Rafael Leão weist Beteiligung an Escort- und Geldwäsche-Skandal in der Serie A zurück
Der Stürmer des AC Mailand, Rafael Leão, hat öffentlich jegliche Beteiligung an dem mutmaßlichen Escort- und Geldwäsche-Skandal zurückgewiesen, der derzeit den italienischen Fußball erschüttert. Der 26-jährige portugiesische Nationalspieler nutzte am Mittwoch die sozialen Medien, um eine klare Erklärung abzugeben, in der er sich von den laufenden Ermittlungen distanzierte.
Leão schrieb, er wolle „eindeutig und direkt feststellen, dass ich in keiner Weise mit den Fakten verbunden bin, die Gegenstand dieser Untersuchung sind“. Er fügte hinzu: „Ich bin nicht beteiligt und habe kein Verbrechen begangen.“ Die Erklärung des Spielers kommt, nachdem mehrere namhafte Akteure der Serie A mit dem Skandal in Verbindung gebracht wurden, dessen Zentrum Mailand ist. Der Verein selbst hat sich noch nicht zu den Vorwürfen gegen seinen Starspieler geäußert.

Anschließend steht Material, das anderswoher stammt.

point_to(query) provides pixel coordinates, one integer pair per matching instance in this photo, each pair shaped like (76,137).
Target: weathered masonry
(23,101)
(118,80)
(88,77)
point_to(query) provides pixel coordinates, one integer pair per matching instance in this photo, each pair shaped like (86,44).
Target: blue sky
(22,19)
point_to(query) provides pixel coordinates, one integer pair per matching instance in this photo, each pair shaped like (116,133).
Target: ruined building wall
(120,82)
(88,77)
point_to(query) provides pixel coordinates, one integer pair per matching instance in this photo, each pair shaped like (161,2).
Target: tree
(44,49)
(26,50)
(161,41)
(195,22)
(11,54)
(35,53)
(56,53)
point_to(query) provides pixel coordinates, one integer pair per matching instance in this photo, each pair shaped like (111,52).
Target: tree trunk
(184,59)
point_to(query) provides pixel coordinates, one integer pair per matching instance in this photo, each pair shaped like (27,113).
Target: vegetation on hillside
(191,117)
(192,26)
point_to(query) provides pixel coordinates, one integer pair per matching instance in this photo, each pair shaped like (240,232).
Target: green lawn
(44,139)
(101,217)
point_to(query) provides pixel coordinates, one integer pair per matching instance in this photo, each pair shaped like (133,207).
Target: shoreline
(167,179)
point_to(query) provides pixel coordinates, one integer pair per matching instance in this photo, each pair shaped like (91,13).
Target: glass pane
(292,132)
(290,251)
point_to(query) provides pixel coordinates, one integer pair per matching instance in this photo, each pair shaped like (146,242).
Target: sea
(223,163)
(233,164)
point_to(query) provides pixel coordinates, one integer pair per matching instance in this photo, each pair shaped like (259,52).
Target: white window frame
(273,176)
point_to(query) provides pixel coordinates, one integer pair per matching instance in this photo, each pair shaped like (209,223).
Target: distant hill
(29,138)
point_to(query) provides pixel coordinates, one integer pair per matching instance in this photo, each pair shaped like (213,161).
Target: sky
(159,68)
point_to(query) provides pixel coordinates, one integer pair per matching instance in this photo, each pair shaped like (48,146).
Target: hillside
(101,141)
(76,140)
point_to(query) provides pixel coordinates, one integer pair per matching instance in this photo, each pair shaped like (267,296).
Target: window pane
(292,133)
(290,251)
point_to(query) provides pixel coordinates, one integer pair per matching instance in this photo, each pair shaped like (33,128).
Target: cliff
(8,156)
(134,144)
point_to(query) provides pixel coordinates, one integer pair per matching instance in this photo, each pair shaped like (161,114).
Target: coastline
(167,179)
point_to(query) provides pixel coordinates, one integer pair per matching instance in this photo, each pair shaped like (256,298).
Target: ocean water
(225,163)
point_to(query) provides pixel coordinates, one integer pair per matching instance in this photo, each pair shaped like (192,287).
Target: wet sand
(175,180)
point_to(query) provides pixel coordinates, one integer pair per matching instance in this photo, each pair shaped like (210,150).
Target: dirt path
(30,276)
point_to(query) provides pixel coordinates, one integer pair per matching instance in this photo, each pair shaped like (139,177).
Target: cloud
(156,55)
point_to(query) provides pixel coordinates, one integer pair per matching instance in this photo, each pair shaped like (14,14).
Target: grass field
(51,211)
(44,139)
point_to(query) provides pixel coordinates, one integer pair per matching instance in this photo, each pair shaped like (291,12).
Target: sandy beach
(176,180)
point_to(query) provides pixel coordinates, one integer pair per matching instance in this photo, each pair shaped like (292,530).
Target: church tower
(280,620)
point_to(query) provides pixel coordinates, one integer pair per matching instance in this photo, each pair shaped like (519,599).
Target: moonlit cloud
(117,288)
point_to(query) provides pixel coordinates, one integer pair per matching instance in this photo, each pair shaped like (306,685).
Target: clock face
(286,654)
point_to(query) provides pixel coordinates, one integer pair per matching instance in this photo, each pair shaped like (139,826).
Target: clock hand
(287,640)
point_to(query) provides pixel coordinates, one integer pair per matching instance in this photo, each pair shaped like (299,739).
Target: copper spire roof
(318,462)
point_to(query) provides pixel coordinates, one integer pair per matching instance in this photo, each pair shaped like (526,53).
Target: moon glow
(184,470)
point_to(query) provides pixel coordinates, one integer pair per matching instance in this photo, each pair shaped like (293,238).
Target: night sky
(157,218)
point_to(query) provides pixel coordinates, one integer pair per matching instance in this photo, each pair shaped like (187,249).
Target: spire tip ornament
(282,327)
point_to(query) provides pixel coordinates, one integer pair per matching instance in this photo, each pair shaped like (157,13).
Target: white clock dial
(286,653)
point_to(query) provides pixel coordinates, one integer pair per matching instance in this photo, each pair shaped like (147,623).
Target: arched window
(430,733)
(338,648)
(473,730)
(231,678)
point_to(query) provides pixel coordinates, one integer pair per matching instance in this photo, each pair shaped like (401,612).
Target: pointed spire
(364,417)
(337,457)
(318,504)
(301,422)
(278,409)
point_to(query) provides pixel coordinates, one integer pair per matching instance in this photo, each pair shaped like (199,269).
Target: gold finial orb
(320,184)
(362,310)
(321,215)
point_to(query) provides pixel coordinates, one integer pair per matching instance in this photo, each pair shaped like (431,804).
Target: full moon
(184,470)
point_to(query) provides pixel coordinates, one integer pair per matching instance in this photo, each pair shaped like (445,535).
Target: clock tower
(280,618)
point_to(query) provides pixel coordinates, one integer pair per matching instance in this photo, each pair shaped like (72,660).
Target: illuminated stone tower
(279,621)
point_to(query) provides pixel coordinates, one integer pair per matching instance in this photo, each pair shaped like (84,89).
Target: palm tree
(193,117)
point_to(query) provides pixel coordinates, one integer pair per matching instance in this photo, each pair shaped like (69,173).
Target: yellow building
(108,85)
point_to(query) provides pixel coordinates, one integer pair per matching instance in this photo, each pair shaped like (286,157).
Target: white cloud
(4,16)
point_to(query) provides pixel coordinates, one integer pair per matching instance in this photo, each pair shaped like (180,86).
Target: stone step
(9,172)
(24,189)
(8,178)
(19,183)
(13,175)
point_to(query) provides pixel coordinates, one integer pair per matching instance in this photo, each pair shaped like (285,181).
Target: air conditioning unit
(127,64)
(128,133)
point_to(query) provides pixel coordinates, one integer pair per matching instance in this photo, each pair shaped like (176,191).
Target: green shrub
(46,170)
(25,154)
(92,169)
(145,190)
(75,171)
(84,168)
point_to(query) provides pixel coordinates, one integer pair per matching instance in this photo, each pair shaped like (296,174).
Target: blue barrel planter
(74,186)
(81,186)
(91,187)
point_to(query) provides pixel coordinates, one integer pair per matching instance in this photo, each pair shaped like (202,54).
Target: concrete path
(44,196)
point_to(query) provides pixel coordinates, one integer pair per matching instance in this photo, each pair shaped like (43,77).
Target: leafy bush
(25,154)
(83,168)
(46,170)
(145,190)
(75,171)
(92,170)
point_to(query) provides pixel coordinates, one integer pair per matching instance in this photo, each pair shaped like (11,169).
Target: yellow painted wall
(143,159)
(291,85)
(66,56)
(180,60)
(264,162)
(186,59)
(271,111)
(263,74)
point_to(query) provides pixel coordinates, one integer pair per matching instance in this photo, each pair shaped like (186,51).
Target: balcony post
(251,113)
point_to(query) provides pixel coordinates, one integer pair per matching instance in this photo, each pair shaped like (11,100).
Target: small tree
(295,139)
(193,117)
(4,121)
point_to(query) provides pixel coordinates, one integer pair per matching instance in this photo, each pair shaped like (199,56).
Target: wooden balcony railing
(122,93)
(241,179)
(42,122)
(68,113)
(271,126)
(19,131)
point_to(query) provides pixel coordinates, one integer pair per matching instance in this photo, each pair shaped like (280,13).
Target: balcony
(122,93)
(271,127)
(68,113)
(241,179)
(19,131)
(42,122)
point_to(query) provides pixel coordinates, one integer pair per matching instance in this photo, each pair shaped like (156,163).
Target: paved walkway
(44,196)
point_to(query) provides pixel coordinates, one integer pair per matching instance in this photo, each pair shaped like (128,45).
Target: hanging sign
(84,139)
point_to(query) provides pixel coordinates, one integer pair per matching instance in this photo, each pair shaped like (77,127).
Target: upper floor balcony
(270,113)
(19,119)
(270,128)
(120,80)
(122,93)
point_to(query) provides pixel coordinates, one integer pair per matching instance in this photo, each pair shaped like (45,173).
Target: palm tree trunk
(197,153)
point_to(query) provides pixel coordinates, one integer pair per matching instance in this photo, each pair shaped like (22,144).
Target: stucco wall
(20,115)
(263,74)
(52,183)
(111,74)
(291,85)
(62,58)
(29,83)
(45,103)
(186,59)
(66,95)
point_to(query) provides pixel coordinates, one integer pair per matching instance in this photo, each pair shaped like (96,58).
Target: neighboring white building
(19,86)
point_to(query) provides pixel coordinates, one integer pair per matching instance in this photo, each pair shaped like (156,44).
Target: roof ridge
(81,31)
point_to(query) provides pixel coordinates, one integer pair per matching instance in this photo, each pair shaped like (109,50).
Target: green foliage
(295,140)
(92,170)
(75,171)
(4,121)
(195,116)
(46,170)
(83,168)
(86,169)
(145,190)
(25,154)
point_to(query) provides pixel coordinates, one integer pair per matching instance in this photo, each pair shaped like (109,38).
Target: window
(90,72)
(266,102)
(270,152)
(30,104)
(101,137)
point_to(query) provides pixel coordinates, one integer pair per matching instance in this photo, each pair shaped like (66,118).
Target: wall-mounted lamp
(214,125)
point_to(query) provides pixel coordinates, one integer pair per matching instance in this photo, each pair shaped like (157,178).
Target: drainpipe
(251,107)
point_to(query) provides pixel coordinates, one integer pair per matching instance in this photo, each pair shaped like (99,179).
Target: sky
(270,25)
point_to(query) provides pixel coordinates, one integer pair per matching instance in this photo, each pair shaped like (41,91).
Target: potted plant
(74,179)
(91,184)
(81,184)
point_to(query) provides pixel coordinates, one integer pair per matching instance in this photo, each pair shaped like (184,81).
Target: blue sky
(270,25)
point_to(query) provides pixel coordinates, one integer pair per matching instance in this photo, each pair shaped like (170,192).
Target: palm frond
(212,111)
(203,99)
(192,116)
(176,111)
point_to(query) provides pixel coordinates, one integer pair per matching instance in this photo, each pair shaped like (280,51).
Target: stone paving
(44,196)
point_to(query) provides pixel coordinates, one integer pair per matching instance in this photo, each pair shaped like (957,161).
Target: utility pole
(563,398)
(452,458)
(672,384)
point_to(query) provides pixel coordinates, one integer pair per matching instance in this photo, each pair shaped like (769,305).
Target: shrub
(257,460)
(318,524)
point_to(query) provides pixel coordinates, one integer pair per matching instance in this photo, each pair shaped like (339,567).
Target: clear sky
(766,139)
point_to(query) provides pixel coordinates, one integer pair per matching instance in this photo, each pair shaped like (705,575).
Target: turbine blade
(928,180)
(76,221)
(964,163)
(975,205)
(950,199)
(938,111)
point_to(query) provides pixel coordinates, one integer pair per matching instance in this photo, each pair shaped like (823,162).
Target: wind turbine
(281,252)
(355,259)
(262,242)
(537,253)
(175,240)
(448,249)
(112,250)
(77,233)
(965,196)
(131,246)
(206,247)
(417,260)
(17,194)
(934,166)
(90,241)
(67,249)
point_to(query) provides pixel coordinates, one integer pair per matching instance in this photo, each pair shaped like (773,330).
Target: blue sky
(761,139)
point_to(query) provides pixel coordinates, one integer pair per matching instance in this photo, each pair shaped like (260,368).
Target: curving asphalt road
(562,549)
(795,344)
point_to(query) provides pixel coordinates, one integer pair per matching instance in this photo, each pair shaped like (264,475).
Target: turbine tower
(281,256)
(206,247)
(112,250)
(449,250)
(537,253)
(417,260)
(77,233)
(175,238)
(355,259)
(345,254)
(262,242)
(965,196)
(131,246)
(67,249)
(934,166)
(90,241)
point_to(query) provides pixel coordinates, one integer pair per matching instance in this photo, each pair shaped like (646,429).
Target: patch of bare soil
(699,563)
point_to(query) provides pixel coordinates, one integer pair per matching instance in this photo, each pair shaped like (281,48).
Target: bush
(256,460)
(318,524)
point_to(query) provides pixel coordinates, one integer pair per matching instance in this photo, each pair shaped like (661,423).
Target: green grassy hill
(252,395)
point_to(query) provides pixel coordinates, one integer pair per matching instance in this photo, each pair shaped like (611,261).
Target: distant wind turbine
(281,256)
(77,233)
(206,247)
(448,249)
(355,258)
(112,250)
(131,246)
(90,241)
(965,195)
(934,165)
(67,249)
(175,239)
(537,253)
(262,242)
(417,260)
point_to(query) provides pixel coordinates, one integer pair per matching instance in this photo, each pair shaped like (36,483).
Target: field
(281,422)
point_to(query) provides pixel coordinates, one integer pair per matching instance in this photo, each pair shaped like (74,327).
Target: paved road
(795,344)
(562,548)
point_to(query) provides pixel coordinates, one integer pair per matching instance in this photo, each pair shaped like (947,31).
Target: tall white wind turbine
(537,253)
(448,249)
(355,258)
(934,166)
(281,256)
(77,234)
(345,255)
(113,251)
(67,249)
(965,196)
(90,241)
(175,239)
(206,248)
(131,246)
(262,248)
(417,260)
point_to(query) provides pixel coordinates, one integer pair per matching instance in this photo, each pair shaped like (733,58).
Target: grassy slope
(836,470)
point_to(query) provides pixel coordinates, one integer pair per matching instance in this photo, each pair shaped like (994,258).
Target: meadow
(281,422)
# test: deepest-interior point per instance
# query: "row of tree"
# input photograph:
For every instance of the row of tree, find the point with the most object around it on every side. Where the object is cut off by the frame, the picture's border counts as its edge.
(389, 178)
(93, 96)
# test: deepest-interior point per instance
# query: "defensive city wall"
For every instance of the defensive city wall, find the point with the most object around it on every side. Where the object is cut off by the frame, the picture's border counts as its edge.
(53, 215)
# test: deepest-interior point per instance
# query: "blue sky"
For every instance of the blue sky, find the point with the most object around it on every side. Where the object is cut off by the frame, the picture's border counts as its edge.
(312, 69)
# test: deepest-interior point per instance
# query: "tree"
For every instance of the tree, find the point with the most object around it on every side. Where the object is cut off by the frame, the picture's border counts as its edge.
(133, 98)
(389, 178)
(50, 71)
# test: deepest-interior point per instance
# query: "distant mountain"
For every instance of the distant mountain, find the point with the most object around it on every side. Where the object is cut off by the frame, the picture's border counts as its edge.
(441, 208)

Über die direkten Anschuldigungen hinaus betonte Leão die persönlichen Auswirkungen und erklärte, dass Fußballer „Menschen mit Familie und Ruf“ seien, bevor sie Athleten seien. Als Zeichen dafür, wie ernst er die Angelegenheit nimmt, bestätigte Leão, dass er bereits seinen Anwalt mit seiner Verteidigung beauftragt habe. Er erklärte seine Absicht, rechtliche Schritte „gegen diejenigen einzuleiten, die weiterhin falsche oder rufschädigende Informationen verbreiten“.
Der Skandal stellt eine unerwünschte Ablenkung für Spieler und Verein dar. Leão ist seit seinem Wechsel von Lille im Jahr 2019 eine zentrale Figur beim AC Mailand und spielte eine Schlüsselrolle beim Gewinn des Serie-A-Titels 2022. Sein aktueller Vertrag läuft bis 2028, und er gilt weithin als einer der wertvollsten Vermögenswerte im Kader von Stefano Pioli. Eine längere Verbindung mit dem Skandal könnte trotz der Beteuerungen potenziell seinen Marktwert und sein Ansehen schädigen.
Für den AC Mailand stellt die Situation eine erhebliche Herausforderung außerhalb des Spielfelds dar. Der Verein befindet sich in einer schwierigen Phase, steht außerhalb der Champions-League-Plätze in der Serie A und wird hinsichtlich seiner Ausrichtung kritisiert. Ein in einen größeren Rechtsstreit verwickelter Starspieler, selbst wenn es sich nur um eine angebliche Verbindung handelt, erschwert die Angelegenheit. Die Vereinsführung wird wahrscheinlich bestrebt sein, die Angelegenheit schnell zu klären, um zu vermeiden, dass sie einen Schatten auf die letzten Wochen der Saison wirft.
Leãos deutliche Ablehnung ist ein üblicher erster Schritt in solchen hochkarätigen Fällen, der darauf abzielt, die Erzählung zu kontrollieren, bevor unbestätigte Behauptungen an Bedeutung gewinnen. Die Ermittlungen, die von italienischen Staatsanwälten geleitet werden, laufen noch, und es bleibt abzuwarten, ob gegen bestimmte Spieler formelle Anklage erhoben wird. Im Moment hat Leão eine klare Linie gezogen und darauf bestanden, dass sein Name nicht mit dem Fall in Verbindung gebracht werden sollte.